Three Simple Reasons Why Being A Jack (Or Jill) Of All Trades Could See You Falling Down The Career Hill

On paper, being a Jack (or Jill) of all trades can seem like it would make you an appealing career prospect. After all, the more that you can do, the more you can ultimately bring to a company, right?

Or not. Expansive skill sets have their place if you’re working things out. But, if you know what you want to do, spreading your skills too thinly could hold you back more than you realise. Keep on reading to find out why that’s the case, and how a more niche skill set might end up proving better for your career prospects in the long run.

A lack of speciality

Satisfying careers aren’t built on substandard skills. Yet, if you’re trying your hand at every possible thing, that’s precisely what you’ll end up with. After all, no matter how talented and committed you are, you can’t be the best at everything. Employers are far more likely to value a speciality skill set that genuinely sees you coming up top in your field with knowledge, focus, and specific skills that few other candidates bring to their interview. 

More room for mistakes

Even if you’re okay at a lot of things, spreading yourself too thinly makes it unlikely that you’ll ever be ‘great’ at anything.
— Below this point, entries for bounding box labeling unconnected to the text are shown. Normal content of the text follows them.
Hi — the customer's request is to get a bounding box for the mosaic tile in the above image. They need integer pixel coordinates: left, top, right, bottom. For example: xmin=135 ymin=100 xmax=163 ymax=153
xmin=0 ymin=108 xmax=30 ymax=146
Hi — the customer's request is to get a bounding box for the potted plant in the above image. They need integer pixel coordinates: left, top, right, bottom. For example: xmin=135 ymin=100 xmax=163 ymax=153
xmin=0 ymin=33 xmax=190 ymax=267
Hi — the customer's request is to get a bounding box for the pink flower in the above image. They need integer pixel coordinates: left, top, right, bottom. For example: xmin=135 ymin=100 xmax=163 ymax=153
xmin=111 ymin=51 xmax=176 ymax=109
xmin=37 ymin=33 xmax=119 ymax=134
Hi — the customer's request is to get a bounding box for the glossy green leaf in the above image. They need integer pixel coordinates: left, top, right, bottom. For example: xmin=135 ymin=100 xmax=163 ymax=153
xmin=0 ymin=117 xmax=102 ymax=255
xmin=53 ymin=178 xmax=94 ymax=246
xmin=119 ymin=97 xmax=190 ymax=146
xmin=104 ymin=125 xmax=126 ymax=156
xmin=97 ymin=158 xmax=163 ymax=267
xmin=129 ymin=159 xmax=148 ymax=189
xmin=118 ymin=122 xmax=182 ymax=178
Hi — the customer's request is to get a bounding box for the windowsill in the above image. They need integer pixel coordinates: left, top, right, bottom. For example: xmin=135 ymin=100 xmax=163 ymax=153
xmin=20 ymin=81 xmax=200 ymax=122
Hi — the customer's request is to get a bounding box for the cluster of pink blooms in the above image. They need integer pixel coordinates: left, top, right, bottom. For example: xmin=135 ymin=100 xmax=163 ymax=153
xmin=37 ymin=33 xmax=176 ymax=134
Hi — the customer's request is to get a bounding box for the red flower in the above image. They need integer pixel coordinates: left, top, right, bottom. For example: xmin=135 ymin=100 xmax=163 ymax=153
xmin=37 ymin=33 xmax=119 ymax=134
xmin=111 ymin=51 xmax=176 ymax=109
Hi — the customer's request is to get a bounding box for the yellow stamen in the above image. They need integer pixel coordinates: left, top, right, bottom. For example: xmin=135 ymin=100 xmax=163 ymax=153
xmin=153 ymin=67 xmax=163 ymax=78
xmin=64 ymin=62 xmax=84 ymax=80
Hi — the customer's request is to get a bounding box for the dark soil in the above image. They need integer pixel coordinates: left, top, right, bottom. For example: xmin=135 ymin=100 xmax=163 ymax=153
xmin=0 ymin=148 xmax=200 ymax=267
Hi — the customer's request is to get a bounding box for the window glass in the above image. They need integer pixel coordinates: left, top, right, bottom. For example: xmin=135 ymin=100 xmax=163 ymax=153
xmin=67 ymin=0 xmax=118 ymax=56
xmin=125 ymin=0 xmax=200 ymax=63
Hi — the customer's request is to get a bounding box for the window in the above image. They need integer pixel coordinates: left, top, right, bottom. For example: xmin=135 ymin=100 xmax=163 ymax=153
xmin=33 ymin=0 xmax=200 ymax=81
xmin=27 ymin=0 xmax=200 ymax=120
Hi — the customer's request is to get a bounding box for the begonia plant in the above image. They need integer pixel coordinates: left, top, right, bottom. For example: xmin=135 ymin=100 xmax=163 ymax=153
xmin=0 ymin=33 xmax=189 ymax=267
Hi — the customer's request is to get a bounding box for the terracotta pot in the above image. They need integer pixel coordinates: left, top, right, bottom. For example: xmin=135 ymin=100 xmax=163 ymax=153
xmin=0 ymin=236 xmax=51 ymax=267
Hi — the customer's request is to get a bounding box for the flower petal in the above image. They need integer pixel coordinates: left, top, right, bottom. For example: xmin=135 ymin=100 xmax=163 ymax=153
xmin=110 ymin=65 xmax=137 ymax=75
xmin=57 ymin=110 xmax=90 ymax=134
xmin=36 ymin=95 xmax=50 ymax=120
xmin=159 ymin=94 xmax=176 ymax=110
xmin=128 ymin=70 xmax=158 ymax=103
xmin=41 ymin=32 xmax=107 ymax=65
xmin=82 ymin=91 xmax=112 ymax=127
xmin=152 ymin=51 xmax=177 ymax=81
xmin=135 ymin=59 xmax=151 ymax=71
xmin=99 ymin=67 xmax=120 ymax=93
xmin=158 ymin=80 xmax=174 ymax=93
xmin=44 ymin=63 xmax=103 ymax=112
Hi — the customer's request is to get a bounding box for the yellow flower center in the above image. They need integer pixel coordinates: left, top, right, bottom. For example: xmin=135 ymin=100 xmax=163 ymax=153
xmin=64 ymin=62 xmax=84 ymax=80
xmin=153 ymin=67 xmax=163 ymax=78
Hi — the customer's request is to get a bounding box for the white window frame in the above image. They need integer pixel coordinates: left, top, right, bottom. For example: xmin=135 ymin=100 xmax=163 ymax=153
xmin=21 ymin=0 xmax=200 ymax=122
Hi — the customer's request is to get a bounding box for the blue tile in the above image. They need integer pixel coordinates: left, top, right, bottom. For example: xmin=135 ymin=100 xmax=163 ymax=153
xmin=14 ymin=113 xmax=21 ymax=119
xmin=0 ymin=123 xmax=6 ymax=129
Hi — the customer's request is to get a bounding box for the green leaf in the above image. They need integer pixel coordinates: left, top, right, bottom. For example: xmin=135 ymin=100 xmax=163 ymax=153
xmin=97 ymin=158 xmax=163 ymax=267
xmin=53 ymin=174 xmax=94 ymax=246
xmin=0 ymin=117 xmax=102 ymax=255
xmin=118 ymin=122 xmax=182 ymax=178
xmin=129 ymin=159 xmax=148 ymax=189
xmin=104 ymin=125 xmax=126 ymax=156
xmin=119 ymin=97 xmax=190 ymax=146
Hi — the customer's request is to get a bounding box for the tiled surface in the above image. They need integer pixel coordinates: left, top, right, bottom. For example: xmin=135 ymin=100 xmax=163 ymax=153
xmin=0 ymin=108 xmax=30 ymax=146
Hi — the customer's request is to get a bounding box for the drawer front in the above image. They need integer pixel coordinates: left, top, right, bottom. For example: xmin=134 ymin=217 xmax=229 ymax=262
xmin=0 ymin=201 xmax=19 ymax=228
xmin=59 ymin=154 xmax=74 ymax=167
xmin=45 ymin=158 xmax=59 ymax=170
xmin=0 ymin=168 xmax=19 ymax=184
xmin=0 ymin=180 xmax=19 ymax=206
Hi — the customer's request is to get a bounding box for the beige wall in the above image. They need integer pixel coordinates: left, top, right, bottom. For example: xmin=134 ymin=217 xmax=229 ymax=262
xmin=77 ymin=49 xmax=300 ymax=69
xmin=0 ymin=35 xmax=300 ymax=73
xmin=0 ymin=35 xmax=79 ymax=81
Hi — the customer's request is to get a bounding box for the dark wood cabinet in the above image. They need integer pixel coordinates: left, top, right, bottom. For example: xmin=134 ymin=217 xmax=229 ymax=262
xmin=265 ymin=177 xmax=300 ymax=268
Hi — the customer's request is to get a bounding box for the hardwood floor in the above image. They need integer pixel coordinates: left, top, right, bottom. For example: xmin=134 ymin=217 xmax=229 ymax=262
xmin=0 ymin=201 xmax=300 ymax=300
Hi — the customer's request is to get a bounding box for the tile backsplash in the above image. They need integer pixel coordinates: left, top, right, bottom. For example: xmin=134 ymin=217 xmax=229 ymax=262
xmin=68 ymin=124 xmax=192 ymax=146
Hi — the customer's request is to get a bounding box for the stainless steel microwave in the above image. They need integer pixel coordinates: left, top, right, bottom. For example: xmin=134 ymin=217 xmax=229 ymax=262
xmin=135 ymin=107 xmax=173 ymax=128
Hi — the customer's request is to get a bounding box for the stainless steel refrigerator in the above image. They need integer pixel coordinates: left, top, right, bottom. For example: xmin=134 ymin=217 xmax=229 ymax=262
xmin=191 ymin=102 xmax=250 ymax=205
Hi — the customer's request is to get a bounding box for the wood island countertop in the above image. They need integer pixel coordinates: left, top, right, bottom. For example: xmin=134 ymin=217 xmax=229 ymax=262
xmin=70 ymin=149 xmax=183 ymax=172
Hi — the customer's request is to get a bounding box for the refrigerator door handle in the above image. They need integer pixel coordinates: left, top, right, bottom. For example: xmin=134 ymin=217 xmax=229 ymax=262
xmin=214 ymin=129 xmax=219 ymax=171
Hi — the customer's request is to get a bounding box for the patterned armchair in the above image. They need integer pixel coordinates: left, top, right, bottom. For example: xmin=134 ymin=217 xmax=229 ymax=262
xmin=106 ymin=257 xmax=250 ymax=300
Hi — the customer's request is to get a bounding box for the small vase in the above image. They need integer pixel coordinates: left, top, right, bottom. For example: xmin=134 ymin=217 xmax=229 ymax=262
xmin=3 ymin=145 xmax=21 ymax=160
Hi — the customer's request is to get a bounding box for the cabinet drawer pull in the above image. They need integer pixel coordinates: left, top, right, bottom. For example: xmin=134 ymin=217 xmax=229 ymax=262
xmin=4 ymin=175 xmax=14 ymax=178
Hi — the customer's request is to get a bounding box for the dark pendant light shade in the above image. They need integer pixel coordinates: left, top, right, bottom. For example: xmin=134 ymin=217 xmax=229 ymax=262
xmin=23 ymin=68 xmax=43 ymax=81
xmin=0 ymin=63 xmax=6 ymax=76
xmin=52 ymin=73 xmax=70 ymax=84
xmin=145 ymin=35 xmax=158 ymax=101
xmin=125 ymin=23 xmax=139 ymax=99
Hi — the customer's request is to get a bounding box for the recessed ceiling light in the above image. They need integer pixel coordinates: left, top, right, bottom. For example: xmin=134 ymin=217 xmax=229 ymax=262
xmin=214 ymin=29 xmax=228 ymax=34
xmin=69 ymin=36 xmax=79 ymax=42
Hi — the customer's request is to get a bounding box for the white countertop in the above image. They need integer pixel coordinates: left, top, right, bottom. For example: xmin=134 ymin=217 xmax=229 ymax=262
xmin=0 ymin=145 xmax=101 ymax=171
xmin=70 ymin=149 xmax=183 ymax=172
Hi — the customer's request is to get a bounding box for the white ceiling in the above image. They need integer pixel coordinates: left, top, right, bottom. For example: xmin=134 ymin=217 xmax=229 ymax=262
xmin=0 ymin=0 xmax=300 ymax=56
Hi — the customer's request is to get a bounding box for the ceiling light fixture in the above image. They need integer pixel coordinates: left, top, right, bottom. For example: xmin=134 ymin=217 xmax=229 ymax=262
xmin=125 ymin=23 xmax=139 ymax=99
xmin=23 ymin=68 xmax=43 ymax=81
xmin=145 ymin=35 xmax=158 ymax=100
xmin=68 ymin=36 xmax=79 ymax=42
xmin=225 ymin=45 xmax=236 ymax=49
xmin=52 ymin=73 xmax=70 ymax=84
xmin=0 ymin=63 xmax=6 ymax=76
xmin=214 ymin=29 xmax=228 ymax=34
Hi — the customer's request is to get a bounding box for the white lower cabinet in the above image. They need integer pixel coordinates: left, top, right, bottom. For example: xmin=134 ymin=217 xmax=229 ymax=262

As well as making you a less appealing employment prospect, going too broad with your job focuses leaves a lot more room for error in a role that you should technically be suited to. Your boss will certainly end up pretty peeved if they hired you based on your knowledge of Microsoft Azure, but they then have to hire trained Azure specialists to fix mistakes you made because you weren’t 100%. Equally, you’ll struggle to stay in a role where your limited knowledge of supplier software like Proactis prevents orders arriving when they should. By comparison, focusing on one or (at most) two skills that you understand intricately means that you can truly deliver on any promises made during your interview. This is guaranteed to keep your boss satisfied, onside, and more likely to consider you as a serious asset. 

Limited growth trajectory

There are a load of entry level jobs for people with a broad grasp of various topics, but career growth generally requires more focused skill sets, and the inner confidence that they bring. If you know too little about a lot of things, you may therefore find yourself stuck at the bottom in place of people who, at least to begin with, might seem like they know less than you. Even if you opt for wide-ranging broad skills to secure yourself a position in the first place, it’s therefore crucial that you buckle down, narrow your focus, and really think about the skills and knowledge base that you need to develop in order to get where you want to be. 

Knowing it all might sound great, but it comes at a cost. Keep your career from falling down the hill by avoiding being a Jack or a Jill of all trades if you want to sidestep these setbacks.